高貴な出で立ちに刺すような冷たい目をした女性は、
フミヤと神達を見渡す。

「あなたがフミヤね・・・噂は聞いてるわ」

「また神か。最近コイツ等、どんどん普通に現れるな」
フミヤが神々のオンパレードにため息をつく。

ドゴン!

フミヤの体が地面にめり込む。
「ギャ」
思わず悲鳴を上げるフミヤ。

「あなた神に失礼よ。少し黙ってて」
へーラーは地面から首だけ出したフミヤを見下ろすように
そう言うと、ポセイドンとアポローンの方へ振り向く。

「あなた達にはお仕置きが必要ね。神の称号を剥奪でもしようかしら」

*ポセイドンとアポローンは怯えている。

情報収集や監視能力に長けた女神であるヘーラーは、
神達が人間界で過ごす様子を全て監視していたのである。

「ああ、姉君よ。

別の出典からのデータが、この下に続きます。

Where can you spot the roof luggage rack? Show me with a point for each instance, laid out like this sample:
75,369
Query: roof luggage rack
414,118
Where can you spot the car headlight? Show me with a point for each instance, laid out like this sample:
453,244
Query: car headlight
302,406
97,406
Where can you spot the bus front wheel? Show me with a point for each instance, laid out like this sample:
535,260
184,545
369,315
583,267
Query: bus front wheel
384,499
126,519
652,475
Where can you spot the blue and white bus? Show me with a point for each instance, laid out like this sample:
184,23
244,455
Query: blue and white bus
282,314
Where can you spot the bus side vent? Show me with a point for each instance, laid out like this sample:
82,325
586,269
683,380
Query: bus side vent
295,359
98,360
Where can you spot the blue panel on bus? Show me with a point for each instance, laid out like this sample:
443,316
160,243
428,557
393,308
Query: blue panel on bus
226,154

どうか静まっておくれ」
ポセイドンがヘーラーへ必死に許しを請う。

「どうかお許しを・・・」
アポローンも手を合わせ懇願する。

「あなた達は救世主に恩恵を与えるという使命を忘れ、
遊び呆けた挙句人間界に害を及ぼした。その罪は大きい」

「言ってる事はまともね」
イルイルはボソっと呟いた。


「狂乱の戦神」
スキルを使ったフミヤが勢いよく地面から飛び出し、
ヘーラーに殴りかかった。
「いきなり地面に埋めやがって!何様だ、このやろう」

「馬鹿、止めなさいフミヤ!」
イルイルが止めに入るが、間に合わない。
フミヤがヘーラーに全力の一撃を放つ。

だがしかし、ヘーラーはその一撃を何食わぬ顔で受け取めた。

これにはさすがのイルイルも驚く。
「魔人を倒す程のフミヤの攻撃を、左手一本で防ぐなんて・・・」

ヘーラーはそのまま腕を掴み、フミヤを地面に叩きつける。
「ぎゃっ」
またも悲鳴を声を上げるフミヤ。

「がっかりね。救世主ってこの程度なの?」

「痛《い》てて、それよりお前神だろ。
人が見ている町中で、こんなに暴れて大丈夫なのかよ」
と、フミヤは言う。

「それなら心配ありませんわ。私は情報の神、
人々が私達の事を認識できないように操作すればいいだけの話。
現に町の皆さんは何事もなかったかのように過ごされているでしょ?」

「なるほどね」
全てにおいて凌駕するヘーラーに成すすべがないフミヤ。

そして怯えて役に立たない男神二人。

この者達の裁きはいか程に・・・





その頃、アプロディーテーとヘーバイストスは
ひっそりと二人でデートを楽しんでいた。